A NECESSIDADE DA POESIA - José Augusto Carvalho


Quem escreve – ainda que um simples bilhete – tenta afastar-se do falar cotidiano, tenta usar uma linguagem diferente da que está habituado a usar. E escrever poemas é distanciar-se ainda mais da fala do dia a dia. É trabalhar a língua, é subverter a sintaxe, é falar à alma. Por isso, as primeiras manifestações literárias de um povo costumam ser em versos. Quando não havia escrita, as histórias se contavam em poemas, porque as rimas ajudavam no processo de memorização e facilitavam a transmissão da cultura, de geração a geração. A perpetuação da ficção da comunidade ágrafa e da sua cultura – essa terá sido a primeira função da poesia.
Penso nisso agora, ao reler o artigo que (pasmem!), um poeta escreveu no caderno Mais!, de 26-01-97, na Folha de São Paulo. Refiro-me ao artigo “A necessidade atual da inútil poesia”, de Régis Bonvicino, em que ele diz, entre outras coisas:
“A poesia não tem, propriamente, uma função. Ela é inútil (...). Sua inutilidade atravessa regimes políticos diversos, bem como Economias (...). Talvez a poesia tenha uma função no quadro das artes e da cultura: a de ser manifestação inútil (“Teoria do inutensílio”, de Paulo Leminski), sem presença no dia a dia das pessoas, o que lhe confere liberdade e arbitrariedade. (...). A poesia está – hoje – dissociada da evolução das línguas. Não tem, assim, nem mesmo sua antiga função de estimular uma língua (sic!) – papel desempenhado pela televisão, pelo rádio, pelos jornais e um pouco pelo cinema. Há um esvaziamento da poesia neste final de século e de milênio.”
E por aí vai. A citação é longa, mas vale para mostrar que o primeiro grande equívoco do articulista foi confundir a poesia (o conteúdo) com o poema (a forma). A poesia existe em toda parte, em todo lugar, em todos os momentos. Compete ao poeta captá-la e transpô-la para o livro, ou para o filme, ou para a televisão, ou para a música, ou para a dança, ou para o rádio... O poeta é o que vê poesia onde o comum dos mortais não vê nada, além do trivial. Baudelaire viu-a no escatológico; Augusto dos Anjos, num escarro de sangue; Castro Alves, na ânsia de liberdade e de igualdade entre os homens. Gérard de Nerval viu na borboleta um traço de união entre a flor e o passarinho, e a borboleta ficou mais bonita para quem passou a ver nela isso também. Como seria a História do Brasil sem os poemas de Castro Alves, contra a escravidão? Como seria a História do Mundo sem os versos da “Chanson d’automne”, de Paulo Verlaine, que serviram de código para informar a resistência sobre a invasão aliada, na II Guerra Mundial?
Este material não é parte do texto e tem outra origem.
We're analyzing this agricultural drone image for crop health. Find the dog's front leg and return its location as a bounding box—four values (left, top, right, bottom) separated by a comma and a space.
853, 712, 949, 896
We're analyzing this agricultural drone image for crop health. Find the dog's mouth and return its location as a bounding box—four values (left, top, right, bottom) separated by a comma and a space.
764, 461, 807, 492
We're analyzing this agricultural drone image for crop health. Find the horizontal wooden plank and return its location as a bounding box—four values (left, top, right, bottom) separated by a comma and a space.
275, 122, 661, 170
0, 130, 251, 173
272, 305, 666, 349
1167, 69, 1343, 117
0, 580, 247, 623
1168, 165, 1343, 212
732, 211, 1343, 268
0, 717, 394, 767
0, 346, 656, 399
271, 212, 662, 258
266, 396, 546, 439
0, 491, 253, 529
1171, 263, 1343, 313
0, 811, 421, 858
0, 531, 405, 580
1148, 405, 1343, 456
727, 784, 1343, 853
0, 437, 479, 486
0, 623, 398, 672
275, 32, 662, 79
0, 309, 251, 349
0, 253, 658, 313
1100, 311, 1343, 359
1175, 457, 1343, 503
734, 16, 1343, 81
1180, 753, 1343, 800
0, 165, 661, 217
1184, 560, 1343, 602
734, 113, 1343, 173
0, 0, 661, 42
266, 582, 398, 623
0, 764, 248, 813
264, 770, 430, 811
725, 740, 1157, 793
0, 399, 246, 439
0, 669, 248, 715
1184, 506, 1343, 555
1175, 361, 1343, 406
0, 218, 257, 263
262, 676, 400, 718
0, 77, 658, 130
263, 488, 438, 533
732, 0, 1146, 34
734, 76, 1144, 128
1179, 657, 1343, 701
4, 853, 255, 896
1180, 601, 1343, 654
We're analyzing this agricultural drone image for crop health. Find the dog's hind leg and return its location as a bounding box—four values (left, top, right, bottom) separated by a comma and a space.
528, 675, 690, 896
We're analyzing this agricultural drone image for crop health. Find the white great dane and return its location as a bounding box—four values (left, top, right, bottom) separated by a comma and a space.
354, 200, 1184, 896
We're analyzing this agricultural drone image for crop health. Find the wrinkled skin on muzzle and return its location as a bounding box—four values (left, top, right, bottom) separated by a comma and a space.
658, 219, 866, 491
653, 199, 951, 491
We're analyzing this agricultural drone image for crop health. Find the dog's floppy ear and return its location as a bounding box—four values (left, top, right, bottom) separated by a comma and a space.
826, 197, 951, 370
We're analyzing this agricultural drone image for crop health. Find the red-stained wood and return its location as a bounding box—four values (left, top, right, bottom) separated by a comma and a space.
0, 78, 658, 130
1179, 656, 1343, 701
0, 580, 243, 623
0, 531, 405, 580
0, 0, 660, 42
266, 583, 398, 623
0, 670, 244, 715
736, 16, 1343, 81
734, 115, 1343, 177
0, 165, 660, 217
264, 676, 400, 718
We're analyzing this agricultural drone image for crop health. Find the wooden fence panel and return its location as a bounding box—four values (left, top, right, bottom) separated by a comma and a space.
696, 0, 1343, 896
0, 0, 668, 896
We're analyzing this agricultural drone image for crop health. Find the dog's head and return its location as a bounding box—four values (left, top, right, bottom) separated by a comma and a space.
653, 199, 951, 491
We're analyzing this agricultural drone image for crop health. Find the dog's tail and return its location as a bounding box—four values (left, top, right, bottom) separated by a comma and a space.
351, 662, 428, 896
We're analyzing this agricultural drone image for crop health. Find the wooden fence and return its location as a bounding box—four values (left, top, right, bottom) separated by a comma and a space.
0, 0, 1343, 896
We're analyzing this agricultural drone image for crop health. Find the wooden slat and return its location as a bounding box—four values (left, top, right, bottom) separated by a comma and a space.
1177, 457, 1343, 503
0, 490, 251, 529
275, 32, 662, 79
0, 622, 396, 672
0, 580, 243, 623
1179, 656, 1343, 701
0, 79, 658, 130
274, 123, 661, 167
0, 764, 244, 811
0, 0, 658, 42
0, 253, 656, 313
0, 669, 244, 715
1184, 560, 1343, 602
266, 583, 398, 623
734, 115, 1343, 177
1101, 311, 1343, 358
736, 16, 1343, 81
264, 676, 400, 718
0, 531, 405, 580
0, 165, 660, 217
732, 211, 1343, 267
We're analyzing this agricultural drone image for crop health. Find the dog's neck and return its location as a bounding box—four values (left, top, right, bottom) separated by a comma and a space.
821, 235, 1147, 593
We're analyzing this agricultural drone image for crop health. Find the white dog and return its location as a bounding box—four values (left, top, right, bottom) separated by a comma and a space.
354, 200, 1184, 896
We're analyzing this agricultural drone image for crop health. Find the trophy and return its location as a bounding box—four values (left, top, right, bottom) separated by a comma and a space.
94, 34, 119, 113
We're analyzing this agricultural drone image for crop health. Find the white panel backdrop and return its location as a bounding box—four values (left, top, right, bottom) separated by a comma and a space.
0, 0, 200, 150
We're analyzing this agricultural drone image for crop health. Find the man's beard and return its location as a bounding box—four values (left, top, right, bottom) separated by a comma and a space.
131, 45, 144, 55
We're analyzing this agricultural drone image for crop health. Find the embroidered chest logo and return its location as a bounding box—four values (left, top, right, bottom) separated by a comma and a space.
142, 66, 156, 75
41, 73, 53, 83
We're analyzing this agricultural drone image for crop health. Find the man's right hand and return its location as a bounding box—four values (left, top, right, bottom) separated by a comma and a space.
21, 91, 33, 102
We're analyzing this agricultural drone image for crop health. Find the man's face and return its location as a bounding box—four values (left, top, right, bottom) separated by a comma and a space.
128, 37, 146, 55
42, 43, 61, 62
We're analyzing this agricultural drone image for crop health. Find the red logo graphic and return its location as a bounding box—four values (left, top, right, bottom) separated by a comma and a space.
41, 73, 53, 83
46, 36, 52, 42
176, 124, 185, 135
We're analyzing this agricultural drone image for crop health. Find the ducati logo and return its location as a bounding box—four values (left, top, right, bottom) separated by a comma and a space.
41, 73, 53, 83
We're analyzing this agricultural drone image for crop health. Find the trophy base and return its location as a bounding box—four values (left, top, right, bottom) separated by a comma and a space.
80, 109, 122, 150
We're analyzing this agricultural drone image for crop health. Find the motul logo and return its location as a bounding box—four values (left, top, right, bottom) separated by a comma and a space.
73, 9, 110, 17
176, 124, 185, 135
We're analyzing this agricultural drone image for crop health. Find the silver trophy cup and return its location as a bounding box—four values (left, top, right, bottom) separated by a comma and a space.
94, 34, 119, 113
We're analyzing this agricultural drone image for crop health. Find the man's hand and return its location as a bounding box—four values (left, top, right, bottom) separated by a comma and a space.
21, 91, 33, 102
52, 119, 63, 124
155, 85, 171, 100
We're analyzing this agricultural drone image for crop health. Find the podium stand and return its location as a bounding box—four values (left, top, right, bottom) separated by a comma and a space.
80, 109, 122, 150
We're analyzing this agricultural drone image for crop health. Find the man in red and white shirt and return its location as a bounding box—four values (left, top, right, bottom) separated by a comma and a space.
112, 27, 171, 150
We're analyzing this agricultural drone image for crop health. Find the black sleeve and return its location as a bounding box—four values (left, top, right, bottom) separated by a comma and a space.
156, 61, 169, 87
Ou sem os acordes iniciais da Quinta Sinfonia de Beethoven, que, casualmente, reproduzem a letra V de Vitória, segundo o código Morse (três notas breves e uma longa) e que, por isso, também serviram de aviso aos aliados?
O poeta vê o que nós não vemos, e revela-nos a beleza que existe no mundo que nos cerca, tornando-o melhor e mais habitável. Essa beleza escondida é a poesia revelada. Poesia é a visão bonita que Orestes Barbosa, na canção Chão de estrelas, nos transmite da lua que fura o telhado de zinco do barraco pobre e salpica de estrelas o chão que a morena pisa distraidamente. Poesia é a beleza que Vittorio de Sicca revela na cena final do seu filme Ladrões de bicicleta, ao mostrar o rosto endurecido da criança, subitamente transformada em adulto, a conduzir pela mão o pai desesperado e envergonhado por ter sido flagrado pela multidão quando roubava uma bicicleta para trabalhar. Poesia é o drama, mostrado pela televisão, em novembro de 1985, da menininha colombiana Omaira Sanchez, de apenas 13 anos, vítima da erupção do Nevado del Ruiz, ao morrer de hipotermia, soterrada num buraco cheio de lama e de pedras, acenando com esperança de vida para as câmeras que a focalizavam para o mundo inteiro.
A poesia é necessária, porque nos revela, como as lentes dos óculos de quem tem problemas visuais, um mundo de maravilhas que não saberíamos ver sem ela. Além disso, escrever poemas, vale dizer, tentar revelar a poesia do mundo aos outros, é uma forma também de terapia ocupacional, hoje adotada por psicólogos, por psiquiatras e por todos os que se dedicam aos ortopedismos da mente humana. E, posto que não tivesse função pragmática, a poesia seria necessária, porque não haveria sentido nenhum numa vida que se fechasse ao Belo.
Que me desculpe o pobre poeta articulista Régis Bonvicino, mas a poesia é tão importante e necessária que os homens se matam, a si e aos outros, quando não conseguem vê-la ou descobri-la.
Como eu.

José Augusto Carvalho: Escritor, tradutor, jornalista e professor universitário, José Augusto Carvalho é mineiro de nascimento e capixaba por adoção. Um dos principais lingüistas do Brasil.Bacharel e licenciado em Letras Neolatinas, também é mestre em Lingüística pela Unicamp e doutor em Letras pela USP. Atua principalmente como professor, mas traduz desde a década de 1970 textos do francês, inglês e italiano. Possui uma extensa obra publicada tendo também realizado traduções para as principais editoras do País.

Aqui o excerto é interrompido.